Somewhere along the line, you’ll need to consult a specialist to decide on the best layout and fittings, but you can start by drawing up a basic floorplan yourself. Draw it to scale on squared paper at a suggested scale of 1:20. On a separate piece of paper, draw your new fittings to the same scale (get measurements from a brochure or the internet), cut them out and position them on your bathroom plan.

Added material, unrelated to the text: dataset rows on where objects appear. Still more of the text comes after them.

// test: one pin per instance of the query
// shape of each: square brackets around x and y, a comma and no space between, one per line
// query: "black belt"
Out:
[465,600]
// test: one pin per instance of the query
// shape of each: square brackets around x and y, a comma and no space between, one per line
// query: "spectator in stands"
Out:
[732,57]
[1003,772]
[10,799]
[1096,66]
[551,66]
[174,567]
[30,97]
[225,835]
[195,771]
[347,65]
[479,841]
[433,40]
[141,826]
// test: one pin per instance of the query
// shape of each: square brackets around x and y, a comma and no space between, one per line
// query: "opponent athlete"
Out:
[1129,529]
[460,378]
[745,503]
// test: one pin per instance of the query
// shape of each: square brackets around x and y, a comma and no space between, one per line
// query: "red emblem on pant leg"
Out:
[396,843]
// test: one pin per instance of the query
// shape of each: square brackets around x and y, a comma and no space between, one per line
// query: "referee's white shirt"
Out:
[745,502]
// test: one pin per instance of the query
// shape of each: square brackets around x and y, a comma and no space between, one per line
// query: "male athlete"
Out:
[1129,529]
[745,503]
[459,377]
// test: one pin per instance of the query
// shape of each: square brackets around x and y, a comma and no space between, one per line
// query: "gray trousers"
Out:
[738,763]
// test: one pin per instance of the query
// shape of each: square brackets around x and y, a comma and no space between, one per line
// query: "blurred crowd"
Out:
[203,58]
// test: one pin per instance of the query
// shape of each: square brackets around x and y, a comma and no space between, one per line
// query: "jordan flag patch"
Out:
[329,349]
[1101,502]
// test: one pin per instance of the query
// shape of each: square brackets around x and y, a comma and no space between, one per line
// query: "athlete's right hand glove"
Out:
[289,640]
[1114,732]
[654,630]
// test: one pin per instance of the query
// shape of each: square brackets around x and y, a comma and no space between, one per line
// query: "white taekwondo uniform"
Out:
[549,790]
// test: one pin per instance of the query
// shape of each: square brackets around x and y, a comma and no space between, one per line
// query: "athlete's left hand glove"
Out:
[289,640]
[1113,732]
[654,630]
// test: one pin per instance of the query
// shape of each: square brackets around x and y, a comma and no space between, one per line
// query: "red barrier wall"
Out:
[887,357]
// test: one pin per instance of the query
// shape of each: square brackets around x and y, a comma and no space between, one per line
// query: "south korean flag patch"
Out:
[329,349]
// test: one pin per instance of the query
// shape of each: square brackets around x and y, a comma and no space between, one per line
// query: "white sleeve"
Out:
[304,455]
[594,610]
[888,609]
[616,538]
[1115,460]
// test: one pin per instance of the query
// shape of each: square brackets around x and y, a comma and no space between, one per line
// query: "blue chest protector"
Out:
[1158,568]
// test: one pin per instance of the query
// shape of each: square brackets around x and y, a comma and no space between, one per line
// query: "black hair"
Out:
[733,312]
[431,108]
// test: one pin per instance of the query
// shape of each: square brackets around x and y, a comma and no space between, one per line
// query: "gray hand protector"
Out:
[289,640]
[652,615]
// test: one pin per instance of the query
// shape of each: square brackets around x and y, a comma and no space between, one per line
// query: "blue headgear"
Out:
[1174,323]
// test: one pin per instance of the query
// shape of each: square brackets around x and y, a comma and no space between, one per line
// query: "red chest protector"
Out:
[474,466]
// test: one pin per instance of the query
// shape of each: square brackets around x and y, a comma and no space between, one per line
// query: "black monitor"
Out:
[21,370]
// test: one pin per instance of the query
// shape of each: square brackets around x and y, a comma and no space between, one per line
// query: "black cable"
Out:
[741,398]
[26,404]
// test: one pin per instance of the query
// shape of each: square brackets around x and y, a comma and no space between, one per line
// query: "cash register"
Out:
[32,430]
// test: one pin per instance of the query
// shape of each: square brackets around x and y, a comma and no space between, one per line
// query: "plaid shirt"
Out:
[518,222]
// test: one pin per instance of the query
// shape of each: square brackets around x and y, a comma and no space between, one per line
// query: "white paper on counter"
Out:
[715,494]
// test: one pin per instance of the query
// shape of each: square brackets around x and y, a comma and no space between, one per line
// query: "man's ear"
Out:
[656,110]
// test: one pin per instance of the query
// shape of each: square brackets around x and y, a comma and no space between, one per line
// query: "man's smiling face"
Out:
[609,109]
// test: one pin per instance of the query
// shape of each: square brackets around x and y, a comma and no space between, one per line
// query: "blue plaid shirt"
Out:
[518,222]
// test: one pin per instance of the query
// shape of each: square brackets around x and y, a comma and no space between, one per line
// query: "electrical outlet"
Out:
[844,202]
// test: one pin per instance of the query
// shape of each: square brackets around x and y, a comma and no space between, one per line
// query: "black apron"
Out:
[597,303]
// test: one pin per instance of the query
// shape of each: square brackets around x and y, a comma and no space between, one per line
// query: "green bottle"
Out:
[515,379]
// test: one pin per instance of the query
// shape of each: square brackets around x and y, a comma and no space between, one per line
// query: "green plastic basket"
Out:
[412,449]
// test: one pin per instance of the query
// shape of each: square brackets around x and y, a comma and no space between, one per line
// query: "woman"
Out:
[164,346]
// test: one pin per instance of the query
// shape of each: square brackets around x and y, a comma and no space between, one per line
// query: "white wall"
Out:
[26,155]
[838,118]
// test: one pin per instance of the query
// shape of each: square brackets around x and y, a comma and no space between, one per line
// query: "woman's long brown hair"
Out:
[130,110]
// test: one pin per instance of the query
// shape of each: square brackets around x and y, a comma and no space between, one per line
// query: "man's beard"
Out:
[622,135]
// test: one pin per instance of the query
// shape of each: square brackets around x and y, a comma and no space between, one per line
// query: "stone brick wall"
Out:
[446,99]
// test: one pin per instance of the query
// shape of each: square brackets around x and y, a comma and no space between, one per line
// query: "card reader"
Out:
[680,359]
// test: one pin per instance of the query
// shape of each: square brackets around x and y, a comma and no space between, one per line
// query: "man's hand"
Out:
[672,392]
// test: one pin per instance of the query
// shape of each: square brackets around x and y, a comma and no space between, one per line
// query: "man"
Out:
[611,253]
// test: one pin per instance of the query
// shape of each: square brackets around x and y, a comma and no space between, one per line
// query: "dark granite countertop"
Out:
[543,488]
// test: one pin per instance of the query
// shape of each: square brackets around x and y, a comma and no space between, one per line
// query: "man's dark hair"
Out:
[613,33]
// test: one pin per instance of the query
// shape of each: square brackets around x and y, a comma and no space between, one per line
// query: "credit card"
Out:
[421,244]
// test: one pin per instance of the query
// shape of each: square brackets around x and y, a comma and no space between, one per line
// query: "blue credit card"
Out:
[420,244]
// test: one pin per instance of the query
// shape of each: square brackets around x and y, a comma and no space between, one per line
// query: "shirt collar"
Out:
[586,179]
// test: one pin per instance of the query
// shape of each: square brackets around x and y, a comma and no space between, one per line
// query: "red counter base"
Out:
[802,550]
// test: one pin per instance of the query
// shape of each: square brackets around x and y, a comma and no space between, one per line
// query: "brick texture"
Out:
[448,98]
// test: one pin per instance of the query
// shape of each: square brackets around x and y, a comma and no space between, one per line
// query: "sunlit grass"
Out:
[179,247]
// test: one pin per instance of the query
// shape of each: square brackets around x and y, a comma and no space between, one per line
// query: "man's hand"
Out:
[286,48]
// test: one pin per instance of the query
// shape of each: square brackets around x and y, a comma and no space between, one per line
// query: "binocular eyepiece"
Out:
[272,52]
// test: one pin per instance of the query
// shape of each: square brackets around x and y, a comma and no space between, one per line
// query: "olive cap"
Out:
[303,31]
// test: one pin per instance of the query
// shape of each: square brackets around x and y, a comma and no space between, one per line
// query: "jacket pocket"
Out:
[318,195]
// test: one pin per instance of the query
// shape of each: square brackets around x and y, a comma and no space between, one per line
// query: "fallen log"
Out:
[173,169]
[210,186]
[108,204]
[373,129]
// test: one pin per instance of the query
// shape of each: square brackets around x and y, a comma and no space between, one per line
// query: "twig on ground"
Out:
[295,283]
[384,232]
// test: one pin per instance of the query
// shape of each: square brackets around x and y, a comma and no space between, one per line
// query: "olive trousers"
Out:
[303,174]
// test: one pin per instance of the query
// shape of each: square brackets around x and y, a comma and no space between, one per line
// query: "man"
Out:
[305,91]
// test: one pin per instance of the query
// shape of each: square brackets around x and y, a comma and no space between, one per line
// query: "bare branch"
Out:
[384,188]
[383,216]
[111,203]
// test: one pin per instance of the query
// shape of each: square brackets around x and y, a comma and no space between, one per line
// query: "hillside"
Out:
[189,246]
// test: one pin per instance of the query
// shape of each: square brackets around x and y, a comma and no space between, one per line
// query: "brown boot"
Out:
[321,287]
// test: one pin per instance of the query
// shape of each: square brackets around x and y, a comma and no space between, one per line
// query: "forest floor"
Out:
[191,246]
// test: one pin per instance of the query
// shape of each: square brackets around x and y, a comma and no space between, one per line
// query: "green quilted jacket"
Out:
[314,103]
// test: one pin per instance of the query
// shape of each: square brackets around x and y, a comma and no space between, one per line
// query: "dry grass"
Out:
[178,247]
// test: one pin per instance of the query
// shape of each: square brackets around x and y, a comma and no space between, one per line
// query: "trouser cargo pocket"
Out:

Before you make any decisions, think about who uses your bathroom, how you use it and whether your needs will change in the future. If you love showers and barely use a bath, and your bathroom is on the bijou side, perhaps it’s worth converting it to a wet room. If you have a family and your bathroom is tiny, how about relocating to a larger room? And if elderly relatives are regular visitors or you have small children, you’ll need to consider accessibility. And think about storage, too; a messy bathroom is not a relaxing haven.
Making your space work
Unless you’re in the privileged position of having designed your own home, you probably don’t have a bathroom that’s exactly the right size. If your bathroom isn’t big enough for your needs, it may be worth enlarging it by taking some space from an adjoining room. Designer Ross Lovegrove also recommends thinking about what shapes will best enhance the space you have. ‘Wall-hung or curved lines will help to add a feeling of volume to small bathrooms,’ he says. Corner basins, toilets and showers are now available and fl oormounted taps give greater flexibility. Changing the layout is expensive but the extra cost is worthwhile, especially if you end up with a more effective room. Think about how you move around the room, too.
Wet, wet, wet
Wet rooms (essentially a walk-in shower room) are popular alternatives to a traditional bathroom. But installing a wet room is a big job that requires a professional. The room has to be fully waterproofed and the floor needs a suitable slope to ensure adequate drainage. The waterproof membrane can be heavy, so check your floor can take the weight. Unless the room is at least 3x3m, you’ll find that water sprays around the room and it can be difficult to dry off. Use a non-slip surface for the floor and include storage to keep toiletries and towels dry. For many people, a semi-wet room is a better option. This involves installing a walk-in shower rather than waterproofing the entire room. The latest shower trays are very slim, which means if you lift the floorboards you can set the tray into the floor, giving a wet-room effect and contemporary aesthetic.
Let there be light
Lighting in bathrooms plays a dual role; at a practical level you need illumination for tasks such as putting on make-up or shaving, and on an emotional level it needs to relax, calm and stimulate. ‘We often begin and end our days in the bathroom, so the right light ensures a good start and close to the day,’ says Duravit designer Andreas Struppler. Also be aware of UK safety regulations. Lights must be operated by a pull-cord, or an outside switch, and light fittings within 600mm of a bath must have an Ingress Protection rating of 65.